Design and architecture¶

The main goal of VectorVFS is to store the data embeddings (vectors) into the filesystem itself without requiring an external database. We don’t want to change the file contents and we also don’t want to create extra loose files in the filesystem. What we want is to store the embeddings on the files themselves without changing its data. How can we accomplish that ?

All major Linux file systems (e.g. Ext4, Btrfs, ZFS, and XFS) support a feature that is called extended attributes (also known as xattr). This metadata is stored in the inode itself (ona reserved space at the end of each inode) and not in the data blocks. Some file systems might impose limits on the attributes, Ext4 for example requires them to be within a file system block (e.g. 4kb). Luckily we can either split embeddings into multiple attributes or we can also reduce precision of embeddings to fit into the 4kb budget.

Below we explain a bit more what is an inode and how extended attributes are stored in Ext4.

_images/diagram_inodes.gif — Source: FlyLib¶

What is an inode?¶

An inode (short for “index node”) is a fundamental concept in many Unix-like file systems, including Ext4. Each inode stores metadata about a file, but not the file’s name or its actual content.
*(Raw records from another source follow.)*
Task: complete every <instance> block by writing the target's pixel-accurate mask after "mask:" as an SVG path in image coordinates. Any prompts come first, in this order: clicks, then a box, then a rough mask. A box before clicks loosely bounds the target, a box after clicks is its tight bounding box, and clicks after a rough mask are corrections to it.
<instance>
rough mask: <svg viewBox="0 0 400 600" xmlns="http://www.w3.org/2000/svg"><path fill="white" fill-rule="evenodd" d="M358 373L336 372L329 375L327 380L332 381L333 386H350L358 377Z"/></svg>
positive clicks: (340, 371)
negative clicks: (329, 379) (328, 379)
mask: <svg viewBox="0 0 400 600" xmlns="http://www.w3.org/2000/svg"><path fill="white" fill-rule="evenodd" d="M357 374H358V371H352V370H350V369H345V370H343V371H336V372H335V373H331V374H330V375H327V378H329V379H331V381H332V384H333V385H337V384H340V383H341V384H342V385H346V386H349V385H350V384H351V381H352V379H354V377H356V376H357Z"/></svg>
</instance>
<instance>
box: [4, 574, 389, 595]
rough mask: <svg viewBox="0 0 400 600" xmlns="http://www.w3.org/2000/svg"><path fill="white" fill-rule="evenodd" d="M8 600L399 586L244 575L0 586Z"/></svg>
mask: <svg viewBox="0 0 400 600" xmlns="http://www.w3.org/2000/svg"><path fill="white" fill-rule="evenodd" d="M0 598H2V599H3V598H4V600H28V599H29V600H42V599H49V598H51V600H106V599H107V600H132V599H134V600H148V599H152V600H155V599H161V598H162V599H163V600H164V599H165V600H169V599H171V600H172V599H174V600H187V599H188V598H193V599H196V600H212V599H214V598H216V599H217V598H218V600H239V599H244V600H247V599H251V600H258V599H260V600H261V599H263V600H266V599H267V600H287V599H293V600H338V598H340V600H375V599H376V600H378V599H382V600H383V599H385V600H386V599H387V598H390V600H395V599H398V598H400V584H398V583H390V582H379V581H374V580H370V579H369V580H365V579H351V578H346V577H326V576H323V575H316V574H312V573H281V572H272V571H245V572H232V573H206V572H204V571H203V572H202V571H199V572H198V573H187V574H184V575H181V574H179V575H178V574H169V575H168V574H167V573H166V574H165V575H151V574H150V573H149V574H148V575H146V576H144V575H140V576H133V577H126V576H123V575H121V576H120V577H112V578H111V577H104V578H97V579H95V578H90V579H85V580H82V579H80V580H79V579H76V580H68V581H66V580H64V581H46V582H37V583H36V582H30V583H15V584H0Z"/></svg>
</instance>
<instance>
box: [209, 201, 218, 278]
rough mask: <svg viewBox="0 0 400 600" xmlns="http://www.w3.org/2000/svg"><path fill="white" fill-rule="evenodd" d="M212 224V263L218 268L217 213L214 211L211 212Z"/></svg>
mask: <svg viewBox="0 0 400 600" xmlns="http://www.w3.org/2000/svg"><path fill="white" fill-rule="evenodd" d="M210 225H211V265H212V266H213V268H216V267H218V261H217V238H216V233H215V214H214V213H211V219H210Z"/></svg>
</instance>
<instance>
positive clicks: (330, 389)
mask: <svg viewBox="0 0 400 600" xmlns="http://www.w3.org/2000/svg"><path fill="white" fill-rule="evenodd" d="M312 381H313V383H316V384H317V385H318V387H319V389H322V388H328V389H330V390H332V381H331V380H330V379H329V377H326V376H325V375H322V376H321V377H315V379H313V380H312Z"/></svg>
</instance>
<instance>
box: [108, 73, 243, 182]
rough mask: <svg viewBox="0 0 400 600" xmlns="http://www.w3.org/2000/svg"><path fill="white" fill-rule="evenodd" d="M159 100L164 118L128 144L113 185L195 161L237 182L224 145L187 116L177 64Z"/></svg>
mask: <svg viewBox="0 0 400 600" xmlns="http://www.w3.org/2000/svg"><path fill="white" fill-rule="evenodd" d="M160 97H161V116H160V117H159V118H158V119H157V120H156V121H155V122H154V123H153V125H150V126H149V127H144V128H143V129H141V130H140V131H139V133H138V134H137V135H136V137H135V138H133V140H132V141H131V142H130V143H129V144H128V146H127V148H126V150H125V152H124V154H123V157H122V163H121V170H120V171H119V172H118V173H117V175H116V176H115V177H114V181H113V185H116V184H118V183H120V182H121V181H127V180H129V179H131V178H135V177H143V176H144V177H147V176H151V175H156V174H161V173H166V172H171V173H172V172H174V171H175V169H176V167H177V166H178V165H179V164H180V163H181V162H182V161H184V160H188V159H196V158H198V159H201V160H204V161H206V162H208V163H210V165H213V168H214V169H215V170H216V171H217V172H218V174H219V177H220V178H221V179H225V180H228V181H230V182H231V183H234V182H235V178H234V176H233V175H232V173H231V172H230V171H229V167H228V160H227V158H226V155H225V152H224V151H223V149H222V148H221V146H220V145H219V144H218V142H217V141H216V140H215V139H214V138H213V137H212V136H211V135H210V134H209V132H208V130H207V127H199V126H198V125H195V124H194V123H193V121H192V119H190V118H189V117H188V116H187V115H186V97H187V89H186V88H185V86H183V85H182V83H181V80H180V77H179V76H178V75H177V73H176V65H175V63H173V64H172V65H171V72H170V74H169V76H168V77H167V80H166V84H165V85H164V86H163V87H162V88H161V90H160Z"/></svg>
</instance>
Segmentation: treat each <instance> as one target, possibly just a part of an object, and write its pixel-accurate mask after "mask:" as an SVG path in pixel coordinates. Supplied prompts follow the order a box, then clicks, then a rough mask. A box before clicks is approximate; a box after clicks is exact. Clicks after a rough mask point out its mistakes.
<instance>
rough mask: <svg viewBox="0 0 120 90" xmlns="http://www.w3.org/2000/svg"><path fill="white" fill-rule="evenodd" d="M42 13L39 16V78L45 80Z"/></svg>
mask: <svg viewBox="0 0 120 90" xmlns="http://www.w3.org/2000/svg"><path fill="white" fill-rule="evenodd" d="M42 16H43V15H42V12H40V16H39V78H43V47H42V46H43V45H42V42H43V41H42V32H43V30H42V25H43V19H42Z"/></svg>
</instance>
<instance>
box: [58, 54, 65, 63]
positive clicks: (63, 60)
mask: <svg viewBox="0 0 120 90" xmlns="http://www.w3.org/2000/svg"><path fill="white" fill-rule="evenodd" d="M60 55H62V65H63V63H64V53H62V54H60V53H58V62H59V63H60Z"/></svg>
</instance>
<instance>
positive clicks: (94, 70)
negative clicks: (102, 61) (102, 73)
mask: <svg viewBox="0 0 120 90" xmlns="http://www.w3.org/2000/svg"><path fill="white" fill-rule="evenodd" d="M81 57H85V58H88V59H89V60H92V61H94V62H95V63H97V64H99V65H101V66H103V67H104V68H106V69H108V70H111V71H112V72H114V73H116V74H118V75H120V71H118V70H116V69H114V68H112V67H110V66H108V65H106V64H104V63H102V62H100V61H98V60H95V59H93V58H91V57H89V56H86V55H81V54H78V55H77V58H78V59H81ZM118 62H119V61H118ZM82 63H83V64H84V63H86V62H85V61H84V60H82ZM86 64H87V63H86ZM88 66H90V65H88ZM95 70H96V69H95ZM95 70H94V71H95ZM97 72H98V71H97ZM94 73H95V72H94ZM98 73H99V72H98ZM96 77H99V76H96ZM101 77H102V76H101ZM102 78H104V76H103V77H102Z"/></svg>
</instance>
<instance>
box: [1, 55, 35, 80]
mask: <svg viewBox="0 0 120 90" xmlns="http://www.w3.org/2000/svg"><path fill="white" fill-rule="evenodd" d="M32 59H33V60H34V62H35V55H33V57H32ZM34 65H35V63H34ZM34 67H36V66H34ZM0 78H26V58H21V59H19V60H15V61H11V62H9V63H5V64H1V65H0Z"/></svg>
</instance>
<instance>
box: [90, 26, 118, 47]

Instead, an inode contains information such as:

File size
Timestamps (creation, modification, access)
File permissions and ownership (UID, GID)
Pointers to the file’s data blocks
Link count
Extended attributes (xattr)

When a file is created, the file system allocates an inode for it. The directory entry simply maps the filename to the corresponding inode number. This separation allows for powerful features like hard links, where multiple filenames point to the same inode and thus the same underlying data.

Understanding how the inode works is crucial for VectorVFS, because we leverage the inode’s extended attribute area to store our embeddings without touching the file data itself.

How Ext4 stores extended attributes¶

In Ext4, extended attributes (xattrs) are stored directly within the inode if space allows. The inode structure reserves an area known as the “inode extra space” for this purpose. Here’s how it works:

Each inode typically has 256 bytes of standard fields.
If the inode size (defined at file system creation time) is larger (e.g., 512 bytes, 1024 bytes), the extra space after the standard fields is available for storing xattrs.
Small xattrs (typically under a few hundred bytes) are stored entirely inside the inode’s extra space.
If the xattrs cannot fit in the inode, Ext4 stores them in separate “xattr blocks” elsewhere on disk and places a pointer in the inode to reference them.

For VectorVFS, our goal is to store embeddings directly in the inode when possible to minimize lookup overhead and maintain the embedding’s tight association with the file metadata. When embeddings are too large to fit, we can:

Compress or quantize the embedding to shrink its size.
Split the embedding into multiple xattr entries.
Allow the filesystem to automatically spill to an external xattr block if necessary.

By carefully managing the size and format of the embeddings, VectorVFS achieves seamless integration of vector search capabilities into the file system layer itself. In the current implementation, VectorVFS will store embeddings of 1024D into half-precision to fit the 4kb budget.